Das erste Buch von Zizek, auf Russisch veröffentlicht, und für mich auch sein erstes Buch. Ich habe dieses Exemplar noch erhalten, alle erschöpft, mit einer Menge Markierungen. 1999 ist dieses Buch absolut geschockt. Nicht dass ich etwas über Lacan wusste. Ich habe sogar versucht, es zu lesen, aber ich habe es nicht wirklich verstanden. Und plötzlich nahm das Bild Gestalt an. Darüber hinaus war dies auch ein völlig neuer Ansatz für Kino und Kultur im Allgemeinen - die entscheidende Anwendung "hoher" philosophischer Konzepte auf das Kino oder umgekehrt die Anwendung des Kinos auf die Philosophie. Ich bestellte sofort eine weitere Sammlung über Hitchcock und ein Buch über Kieslowski "Die Angst vor den echten Tränen", an das sich nur wenige erinnern.

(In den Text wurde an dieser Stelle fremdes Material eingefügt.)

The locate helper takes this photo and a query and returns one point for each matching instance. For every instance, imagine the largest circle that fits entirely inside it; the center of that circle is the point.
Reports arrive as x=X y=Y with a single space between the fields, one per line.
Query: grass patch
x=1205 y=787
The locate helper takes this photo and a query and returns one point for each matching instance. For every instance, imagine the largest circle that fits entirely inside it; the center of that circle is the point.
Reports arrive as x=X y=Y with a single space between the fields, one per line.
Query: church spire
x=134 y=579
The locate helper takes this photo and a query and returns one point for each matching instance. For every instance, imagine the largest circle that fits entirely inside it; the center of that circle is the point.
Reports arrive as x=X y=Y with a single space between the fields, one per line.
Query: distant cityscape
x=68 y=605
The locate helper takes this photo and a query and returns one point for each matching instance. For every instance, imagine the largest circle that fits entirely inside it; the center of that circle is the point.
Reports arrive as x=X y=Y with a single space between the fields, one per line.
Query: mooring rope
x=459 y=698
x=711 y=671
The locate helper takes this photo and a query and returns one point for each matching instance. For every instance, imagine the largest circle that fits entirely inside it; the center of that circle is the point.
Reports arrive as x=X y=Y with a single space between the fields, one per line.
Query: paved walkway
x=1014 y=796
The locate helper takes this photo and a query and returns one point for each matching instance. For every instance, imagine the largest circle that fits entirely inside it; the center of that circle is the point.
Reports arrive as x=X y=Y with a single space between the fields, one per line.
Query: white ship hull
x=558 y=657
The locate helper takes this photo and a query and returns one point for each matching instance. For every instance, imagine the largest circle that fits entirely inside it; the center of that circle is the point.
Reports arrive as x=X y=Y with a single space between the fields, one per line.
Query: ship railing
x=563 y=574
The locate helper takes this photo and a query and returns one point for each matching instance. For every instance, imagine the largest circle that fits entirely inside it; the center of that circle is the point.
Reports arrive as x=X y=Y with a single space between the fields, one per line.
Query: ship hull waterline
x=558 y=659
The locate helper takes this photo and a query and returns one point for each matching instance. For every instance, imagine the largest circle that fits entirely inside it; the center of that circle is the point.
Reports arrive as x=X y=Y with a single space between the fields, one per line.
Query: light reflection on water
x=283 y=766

Ich lese Zizek immer noch, obwohl die Mode für ihn vergangen ist und alles scheinbar verschluckt hat. Nun kann es aber nicht mehr als Modegegenstand gelesen werden. Und das erhabene Objekt bleibt meiner Meinung nach das Buch, mit dem Zizek anfangen sollte, denjenigen vorzulesen, die es nur durch Hörensagen kennen.

Julio Cortazar

"Spiel in den Klassikern"

Ein sehr wichtiger Autor für eine bestimmte Generation und soziale Schicht - er lehrte eine kulturelle oder böhmische Lebensweise: wie kommuniziert wird, was zu hören ist, was zu lesen ist, welche Bilder zu sehen sind. Sie lesen es und gehen praktisch die Liste durch: Sie erhalten Schallplatten von Schönberg und Berg, Sie suchen nach Alben von Zao Vuky und Vieira da Silva (sie waren im französischen Kulturzentrum). Es war Kortasar, der mich zu einer anderen großen Liebe brachte - Lawrence Durrell und seinem Alexandria Quartett. Cortazar ist meiner Meinung nach jetzt vergessen. Er schien zu mohnmächtig zu sein, "mädchenhafter" Autor. Vielleicht, weil es zu viele Nachahmer gab. Vielleicht, weil einige Gesten, Rituale und Praktiken, die in den Romanen von Cortazar so faszinierend sind, jetzt der zeitgenössischen Kunst zugeschrieben werden und es ungewöhnlich ist, zu spielen, ohne ein zeitgenössischer Künstler zu sein. Einmal las ich auch das "Klassikerspiel" vor, aber ich hoffe vage, dass ich eines Tages mein Spanisch aufmischen werde und im Original wird dieser Roman wieder für mich lebendig werden.

Marcel Proust

"Auf der Suche nach der verlorenen Zeit"

Ich habe eine Theorie, die Sie wirklich lieben und kennen können, nur einen der großen Schriftsteller der Moderne: Jeder von ihnen bildet eine so riesige Welt, dass zwei oder drei solcher Welten in Ihrem Leben einfach nicht passen. In meinem Fall ist dies Proust (und nicht beispielsweise Joyce oder Kafka), obwohl die Affäre mit ihm sehr langsam war. Zurück in der Schule las ich Sodom und Gomorrah, nahm es aus Versehen in die sowjetische Bibliothek und verstand nichts. Ohne viel Begeisterung las sie Proust, um die Geschichte der ausländischen Literatur an der Universität weiterzugeben. Und erst als ich anfing, auf Französisch zu lesen, geschah endlich alles. Ich erinnere mich, dass ich es irgendwie sehr schnell zu lesen begann und die Sprache kaum beherrschte. Es wurde auch durch das Aufkommen von Literatur über Proust: Mamardashvili und Deleuze unterstützt. Später kamen Gerard Genette und Julia Kristeva hinzu. Am meisten gefällt mir, dass du Proust dein ganzes Leben lang lesen kannst, dass es niemals enden wird, du kannst wieder von vorne beginnen. Ich hatte sogar einmal ein solches Ritual: Jeden Sommer (Proust war eine exemplarische Sommerlesung für mich) nahm ich die Bibliothek von Jean Santeus in die Publikation der Pleiades-Bibliothek mit ein, und jedes Mal, wenn ich wieder zu lesen begann und nie zu Ende ging, war es absolut unwichtig .

Roland Barth

"Fragmente des Sprachliebhabers"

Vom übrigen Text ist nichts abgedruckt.